Patchwork [8,of,9,"] discovery: cache the children mapping used during each discovery

login
register
mail settings
Submitter Pierre-Yves David
Date March 5, 2019, 5:39 p.m.
Message ID <6127533daac7b331ba98.1551807559@nodosa.octopoid.net>
Download mbox | patch
Permalink /patch/39085/
State Accepted
Headers show

Comments

Pierre-Yves David - March 5, 2019, 5:39 p.m.
# HG changeset patch
# User Pierre-Yves David <pierre-yves.david@octobus.net>
# Date 1551314900 -3600
#      Thu Feb 28 01:48:20 2019 +0100
# Node ID 6127533daac7b331ba980d70040d55ee938ce106
# Parent  fe57cbd053432d10bccd3955072a4c6c581e3355
# EXP-Topic discovery-speedup
# Available At https://bitbucket.org/octobus/mercurial-devel/
#              hg pull https://bitbucket.org/octobus/mercurial-devel/ -r 6127533daac7
discovery: cache the children mapping used during each discovery

During discovery, the `undecided` set keep shrinking.

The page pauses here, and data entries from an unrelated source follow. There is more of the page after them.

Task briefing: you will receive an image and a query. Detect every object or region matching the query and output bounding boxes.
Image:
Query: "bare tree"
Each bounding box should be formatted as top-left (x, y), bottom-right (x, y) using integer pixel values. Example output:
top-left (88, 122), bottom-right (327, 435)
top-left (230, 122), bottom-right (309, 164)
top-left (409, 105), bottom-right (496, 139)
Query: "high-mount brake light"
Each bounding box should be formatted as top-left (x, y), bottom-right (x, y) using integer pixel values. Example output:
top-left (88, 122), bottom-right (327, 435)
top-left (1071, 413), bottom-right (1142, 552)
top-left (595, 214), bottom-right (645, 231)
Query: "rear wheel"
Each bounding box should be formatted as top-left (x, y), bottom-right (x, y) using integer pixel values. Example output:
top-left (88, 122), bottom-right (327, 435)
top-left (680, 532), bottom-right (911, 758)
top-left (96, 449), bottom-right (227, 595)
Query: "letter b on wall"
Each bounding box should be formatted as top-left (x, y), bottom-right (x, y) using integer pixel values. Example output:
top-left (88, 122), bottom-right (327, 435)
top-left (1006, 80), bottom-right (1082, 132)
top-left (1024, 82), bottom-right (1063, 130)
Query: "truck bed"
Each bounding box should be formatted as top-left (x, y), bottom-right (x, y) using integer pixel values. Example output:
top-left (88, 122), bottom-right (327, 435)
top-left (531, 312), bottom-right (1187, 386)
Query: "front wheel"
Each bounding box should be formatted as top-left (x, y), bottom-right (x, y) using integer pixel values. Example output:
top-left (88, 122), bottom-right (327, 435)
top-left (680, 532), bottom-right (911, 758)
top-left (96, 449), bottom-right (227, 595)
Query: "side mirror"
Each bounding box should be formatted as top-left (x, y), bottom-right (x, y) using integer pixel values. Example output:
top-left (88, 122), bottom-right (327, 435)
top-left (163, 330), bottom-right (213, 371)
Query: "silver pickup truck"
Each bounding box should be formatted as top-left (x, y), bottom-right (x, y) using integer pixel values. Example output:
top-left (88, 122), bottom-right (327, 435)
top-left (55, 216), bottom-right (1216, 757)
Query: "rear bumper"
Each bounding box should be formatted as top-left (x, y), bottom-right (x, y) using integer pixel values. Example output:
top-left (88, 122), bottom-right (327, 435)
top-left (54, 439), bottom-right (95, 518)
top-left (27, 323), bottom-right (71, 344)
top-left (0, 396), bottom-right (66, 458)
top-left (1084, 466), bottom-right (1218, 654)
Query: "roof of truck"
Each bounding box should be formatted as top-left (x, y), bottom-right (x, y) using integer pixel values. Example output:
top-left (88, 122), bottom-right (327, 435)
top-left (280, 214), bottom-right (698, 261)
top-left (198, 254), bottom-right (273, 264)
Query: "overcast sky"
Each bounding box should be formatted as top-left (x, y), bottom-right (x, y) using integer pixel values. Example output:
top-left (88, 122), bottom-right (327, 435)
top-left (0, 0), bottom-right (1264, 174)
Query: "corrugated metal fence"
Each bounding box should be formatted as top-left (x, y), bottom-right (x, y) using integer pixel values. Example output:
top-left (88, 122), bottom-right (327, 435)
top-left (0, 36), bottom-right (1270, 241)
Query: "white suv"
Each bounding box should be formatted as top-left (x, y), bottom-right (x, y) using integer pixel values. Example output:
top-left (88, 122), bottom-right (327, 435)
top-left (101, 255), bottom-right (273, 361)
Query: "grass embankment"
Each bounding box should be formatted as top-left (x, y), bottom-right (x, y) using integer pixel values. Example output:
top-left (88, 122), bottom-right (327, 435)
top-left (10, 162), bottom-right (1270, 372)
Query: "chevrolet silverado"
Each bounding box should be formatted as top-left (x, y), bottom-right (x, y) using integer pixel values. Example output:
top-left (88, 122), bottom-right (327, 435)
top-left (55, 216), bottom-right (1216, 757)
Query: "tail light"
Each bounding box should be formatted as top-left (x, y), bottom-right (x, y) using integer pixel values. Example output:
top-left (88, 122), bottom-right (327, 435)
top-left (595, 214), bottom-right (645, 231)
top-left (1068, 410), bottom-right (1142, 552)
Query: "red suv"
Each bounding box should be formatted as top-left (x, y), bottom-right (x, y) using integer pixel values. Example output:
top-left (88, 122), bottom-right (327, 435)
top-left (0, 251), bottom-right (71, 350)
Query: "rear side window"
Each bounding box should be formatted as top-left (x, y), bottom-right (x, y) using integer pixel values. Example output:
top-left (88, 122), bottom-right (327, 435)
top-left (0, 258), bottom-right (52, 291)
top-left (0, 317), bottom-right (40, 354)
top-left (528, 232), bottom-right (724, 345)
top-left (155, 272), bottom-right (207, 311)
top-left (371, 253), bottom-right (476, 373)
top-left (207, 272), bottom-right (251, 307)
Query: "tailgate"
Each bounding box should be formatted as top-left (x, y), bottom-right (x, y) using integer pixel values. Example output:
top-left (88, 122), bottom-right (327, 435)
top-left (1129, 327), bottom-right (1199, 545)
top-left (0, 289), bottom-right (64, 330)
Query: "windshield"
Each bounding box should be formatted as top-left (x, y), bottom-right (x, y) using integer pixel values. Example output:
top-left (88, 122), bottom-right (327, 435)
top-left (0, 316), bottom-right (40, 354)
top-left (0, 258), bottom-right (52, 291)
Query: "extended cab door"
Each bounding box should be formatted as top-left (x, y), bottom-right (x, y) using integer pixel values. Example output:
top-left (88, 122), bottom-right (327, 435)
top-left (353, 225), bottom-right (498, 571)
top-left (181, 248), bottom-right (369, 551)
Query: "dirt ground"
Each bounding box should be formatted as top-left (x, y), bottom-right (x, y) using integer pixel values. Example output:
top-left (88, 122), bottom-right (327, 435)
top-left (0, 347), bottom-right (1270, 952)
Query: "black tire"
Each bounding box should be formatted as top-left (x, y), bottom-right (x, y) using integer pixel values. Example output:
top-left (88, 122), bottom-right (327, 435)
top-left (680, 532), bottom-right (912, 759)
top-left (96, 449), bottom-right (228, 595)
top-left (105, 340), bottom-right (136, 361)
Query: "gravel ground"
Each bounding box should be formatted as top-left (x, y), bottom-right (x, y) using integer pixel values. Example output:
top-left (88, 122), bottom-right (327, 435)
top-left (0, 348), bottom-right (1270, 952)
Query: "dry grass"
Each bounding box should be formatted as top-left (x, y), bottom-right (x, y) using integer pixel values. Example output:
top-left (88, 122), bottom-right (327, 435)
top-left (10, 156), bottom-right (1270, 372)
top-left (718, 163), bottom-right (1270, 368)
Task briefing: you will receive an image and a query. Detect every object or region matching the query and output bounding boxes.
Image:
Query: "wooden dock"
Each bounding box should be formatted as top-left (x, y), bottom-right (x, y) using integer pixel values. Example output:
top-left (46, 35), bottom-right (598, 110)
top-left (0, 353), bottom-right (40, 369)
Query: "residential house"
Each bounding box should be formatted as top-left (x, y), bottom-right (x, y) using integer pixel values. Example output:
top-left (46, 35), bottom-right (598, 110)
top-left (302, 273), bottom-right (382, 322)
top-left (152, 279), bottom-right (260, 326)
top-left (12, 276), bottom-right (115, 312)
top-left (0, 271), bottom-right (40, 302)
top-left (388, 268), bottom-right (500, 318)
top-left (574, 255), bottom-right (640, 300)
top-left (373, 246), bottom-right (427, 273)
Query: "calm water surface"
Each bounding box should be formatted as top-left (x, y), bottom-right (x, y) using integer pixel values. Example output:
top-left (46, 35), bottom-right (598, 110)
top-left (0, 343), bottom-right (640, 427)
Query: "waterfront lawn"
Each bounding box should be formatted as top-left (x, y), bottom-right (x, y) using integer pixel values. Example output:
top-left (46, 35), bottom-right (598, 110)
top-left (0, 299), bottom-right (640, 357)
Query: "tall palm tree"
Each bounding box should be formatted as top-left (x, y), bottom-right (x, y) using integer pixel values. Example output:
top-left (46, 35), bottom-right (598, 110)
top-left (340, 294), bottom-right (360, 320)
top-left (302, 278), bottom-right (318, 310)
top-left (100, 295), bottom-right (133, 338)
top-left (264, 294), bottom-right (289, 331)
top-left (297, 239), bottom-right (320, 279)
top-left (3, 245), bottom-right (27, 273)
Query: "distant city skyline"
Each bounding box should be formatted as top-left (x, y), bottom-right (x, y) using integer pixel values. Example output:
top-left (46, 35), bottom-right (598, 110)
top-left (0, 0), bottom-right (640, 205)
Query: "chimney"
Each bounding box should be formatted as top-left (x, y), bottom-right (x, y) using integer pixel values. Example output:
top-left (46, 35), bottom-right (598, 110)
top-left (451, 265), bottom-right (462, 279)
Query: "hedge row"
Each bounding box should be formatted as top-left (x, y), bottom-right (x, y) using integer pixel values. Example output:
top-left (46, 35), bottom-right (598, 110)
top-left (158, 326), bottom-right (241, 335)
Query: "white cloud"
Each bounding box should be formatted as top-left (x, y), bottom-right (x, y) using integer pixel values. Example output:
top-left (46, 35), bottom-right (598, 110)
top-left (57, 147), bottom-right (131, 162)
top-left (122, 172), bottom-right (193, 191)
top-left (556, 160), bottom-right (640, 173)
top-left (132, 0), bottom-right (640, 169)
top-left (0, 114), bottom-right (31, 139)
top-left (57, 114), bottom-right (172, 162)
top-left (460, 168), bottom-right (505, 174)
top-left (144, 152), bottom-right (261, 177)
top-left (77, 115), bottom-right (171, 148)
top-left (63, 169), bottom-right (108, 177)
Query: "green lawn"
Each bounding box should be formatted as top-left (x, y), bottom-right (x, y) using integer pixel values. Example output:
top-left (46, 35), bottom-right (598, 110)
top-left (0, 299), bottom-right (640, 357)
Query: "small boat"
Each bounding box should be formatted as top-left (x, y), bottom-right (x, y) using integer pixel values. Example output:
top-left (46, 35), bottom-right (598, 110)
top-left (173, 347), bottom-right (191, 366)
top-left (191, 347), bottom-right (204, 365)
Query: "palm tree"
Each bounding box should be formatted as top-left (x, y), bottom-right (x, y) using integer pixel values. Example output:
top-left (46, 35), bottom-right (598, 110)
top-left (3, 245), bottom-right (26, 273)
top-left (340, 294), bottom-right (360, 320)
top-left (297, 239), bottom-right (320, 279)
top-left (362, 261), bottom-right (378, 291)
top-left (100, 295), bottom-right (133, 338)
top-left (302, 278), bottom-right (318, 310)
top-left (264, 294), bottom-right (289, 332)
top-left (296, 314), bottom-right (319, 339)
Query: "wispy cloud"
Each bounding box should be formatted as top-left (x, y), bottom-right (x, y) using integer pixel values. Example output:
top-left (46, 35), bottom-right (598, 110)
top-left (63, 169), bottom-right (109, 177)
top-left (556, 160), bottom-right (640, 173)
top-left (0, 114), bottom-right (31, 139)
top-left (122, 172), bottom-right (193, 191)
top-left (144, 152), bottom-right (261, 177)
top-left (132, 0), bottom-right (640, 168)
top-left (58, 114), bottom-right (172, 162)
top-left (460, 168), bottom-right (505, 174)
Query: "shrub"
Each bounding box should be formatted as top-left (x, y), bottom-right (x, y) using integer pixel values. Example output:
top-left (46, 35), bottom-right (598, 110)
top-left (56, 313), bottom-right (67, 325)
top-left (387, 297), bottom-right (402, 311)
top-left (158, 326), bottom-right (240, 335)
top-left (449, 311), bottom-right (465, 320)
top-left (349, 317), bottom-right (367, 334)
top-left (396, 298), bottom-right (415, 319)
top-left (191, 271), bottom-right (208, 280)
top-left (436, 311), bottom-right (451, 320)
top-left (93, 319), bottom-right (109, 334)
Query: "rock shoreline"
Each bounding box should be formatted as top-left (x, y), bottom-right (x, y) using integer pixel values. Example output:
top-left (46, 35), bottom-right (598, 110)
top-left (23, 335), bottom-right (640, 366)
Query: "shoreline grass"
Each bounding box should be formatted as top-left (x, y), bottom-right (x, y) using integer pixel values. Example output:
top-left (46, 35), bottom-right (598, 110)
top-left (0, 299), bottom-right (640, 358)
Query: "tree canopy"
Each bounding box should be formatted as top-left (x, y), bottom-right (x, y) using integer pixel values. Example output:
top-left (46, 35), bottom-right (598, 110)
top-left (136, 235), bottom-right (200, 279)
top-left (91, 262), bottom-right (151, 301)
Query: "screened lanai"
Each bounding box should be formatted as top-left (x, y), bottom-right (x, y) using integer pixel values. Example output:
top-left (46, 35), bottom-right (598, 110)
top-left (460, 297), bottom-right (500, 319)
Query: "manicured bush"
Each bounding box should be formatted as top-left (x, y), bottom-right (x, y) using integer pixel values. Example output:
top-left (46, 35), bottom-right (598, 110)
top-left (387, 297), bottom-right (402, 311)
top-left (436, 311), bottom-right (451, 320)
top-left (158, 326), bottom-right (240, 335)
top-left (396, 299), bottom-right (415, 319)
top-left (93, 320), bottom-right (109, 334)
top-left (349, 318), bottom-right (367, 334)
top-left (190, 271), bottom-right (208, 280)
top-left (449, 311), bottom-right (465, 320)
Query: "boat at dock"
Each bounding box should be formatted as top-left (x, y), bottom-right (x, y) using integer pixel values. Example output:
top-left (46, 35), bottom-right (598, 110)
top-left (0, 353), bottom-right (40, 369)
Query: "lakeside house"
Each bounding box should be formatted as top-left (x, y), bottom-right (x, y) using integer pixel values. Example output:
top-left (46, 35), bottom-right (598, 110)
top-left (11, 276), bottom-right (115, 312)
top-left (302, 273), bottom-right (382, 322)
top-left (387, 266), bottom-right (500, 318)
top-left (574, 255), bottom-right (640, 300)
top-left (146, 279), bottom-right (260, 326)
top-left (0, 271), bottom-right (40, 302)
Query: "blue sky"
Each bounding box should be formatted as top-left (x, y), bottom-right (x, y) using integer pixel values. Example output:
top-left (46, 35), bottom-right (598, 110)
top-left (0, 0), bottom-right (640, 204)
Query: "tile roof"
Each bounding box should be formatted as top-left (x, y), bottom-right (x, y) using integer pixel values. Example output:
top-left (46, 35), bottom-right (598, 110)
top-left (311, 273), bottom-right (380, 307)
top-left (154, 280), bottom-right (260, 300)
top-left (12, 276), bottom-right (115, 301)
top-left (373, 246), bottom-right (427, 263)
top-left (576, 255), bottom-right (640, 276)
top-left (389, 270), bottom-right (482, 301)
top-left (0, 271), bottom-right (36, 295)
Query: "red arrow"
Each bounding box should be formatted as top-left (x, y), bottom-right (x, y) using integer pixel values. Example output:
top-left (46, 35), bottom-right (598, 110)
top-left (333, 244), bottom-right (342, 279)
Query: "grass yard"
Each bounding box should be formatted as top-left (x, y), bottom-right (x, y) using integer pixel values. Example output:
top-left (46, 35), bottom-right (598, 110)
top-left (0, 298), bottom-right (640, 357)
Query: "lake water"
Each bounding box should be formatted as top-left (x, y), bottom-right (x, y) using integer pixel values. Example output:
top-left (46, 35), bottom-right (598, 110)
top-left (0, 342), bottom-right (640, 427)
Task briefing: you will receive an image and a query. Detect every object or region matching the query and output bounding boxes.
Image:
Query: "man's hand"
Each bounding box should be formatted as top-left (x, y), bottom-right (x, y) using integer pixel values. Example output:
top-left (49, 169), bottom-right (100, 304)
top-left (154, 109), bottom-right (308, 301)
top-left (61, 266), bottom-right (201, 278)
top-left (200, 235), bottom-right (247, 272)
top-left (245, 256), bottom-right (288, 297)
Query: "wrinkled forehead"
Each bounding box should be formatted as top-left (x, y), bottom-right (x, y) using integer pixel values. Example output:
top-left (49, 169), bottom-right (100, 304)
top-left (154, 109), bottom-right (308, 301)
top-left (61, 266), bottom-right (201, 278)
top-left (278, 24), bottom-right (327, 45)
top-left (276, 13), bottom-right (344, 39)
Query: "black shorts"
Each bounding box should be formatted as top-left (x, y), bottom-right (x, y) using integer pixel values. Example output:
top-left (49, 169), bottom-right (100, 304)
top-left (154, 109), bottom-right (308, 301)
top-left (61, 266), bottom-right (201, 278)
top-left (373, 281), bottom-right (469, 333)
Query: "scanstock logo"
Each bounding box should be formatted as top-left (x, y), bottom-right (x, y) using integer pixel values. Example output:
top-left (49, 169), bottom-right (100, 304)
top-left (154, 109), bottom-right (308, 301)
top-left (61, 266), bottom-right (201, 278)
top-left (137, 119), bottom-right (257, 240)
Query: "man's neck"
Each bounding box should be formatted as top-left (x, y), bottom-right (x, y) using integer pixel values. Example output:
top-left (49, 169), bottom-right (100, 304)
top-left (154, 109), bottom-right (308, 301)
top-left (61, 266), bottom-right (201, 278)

Therefore, the map
computed for an iteration N will be valid for iteration N+1. Instead of
computing the same data over and over we cache it the first time.

Our private pathological case speed up from about 7.5 seconds to about 6.3
seconds.

(starting from over 70s at the start of the full series)
Yuya Nishihara - March 6, 2019, 8:56 p.m.
On Tue, 05 Mar 2019 18:39:19 +0100, Pierre-Yves David wrote:
> # HG changeset patch
> # User Pierre-Yves David <pierre-yves.david@octobus.net>
> # Date 1551314900 -3600
> #      Thu Feb 28 01:48:20 2019 +0100
> # Node ID 6127533daac7b331ba980d70040d55ee938ce106
> # Parent  fe57cbd053432d10bccd3955072a4c6c581e3355
> # EXP-Topic discovery-speedup
> # Available At https://bitbucket.org/octobus/mercurial-devel/
> #              hg pull https://bitbucket.org/octobus/mercurial-devel/ -r 6127533daac7
> discovery: cache the children mapping used during each discovery
> 
> During discovery, the `undecided` set keep shrinking. Therefore, the map
> computed for an iteration N will be valid for iteration N+1. Instead of
> computing the same data over and over we cache it the first time.

Can you copy this to the function doc or inline-comment?

>      def addcommons(self, commons):
>          """registrer nodes known as common"""
> @@ -173,15 +174,14 @@ class partialdiscovery(object):
>  
>      def _childrengetter(self, revs):
>  
> +        if self._childrenmap is not None:
> +            return self._childrenmap.__getitem__

Without the comment above, this code would look invalid since our cache
strategy ignores the revs argument (or relying on the fact that undecided
set would never grow.)

Patch

diff --git a/mercurial/setdiscovery.py b/mercurial/setdiscovery.py
--- a/mercurial/setdiscovery.py
+++ b/mercurial/setdiscovery.py
@@ -116,6 +116,7 @@  class partialdiscovery(object):
         self._common = repo.changelog.incrementalmissingrevs()
         self._undecided = None
         self.missing = set()
+        self._childrenmap = None
 
     def addcommons(self, commons):
         """registrer nodes known as common"""
@@ -173,15 +174,14 @@  class partialdiscovery(object):
 
     def _childrengetter(self, revs):
 
+        if self._childrenmap is not None:
+            return self._childrenmap.__getitem__
+
         # _updatesample() essentially does interaction over revisions to look
         # up their children. This lookup is expensive and doing it in a loop is
         # quadratic. We precompute the children for all relevant revisions and
         # make the lookup in _updatesample() a simple dict lookup.
-        #
-        # Because this function can be called multiple times during discovery,
-        # we may still perform redundant work and there is room to optimize
-        # this by keeping a persistent cache of children across invocations.
-        children = {}
+        self._childrenmap = children = {}
 
         parentrevs = self._parentsgetter()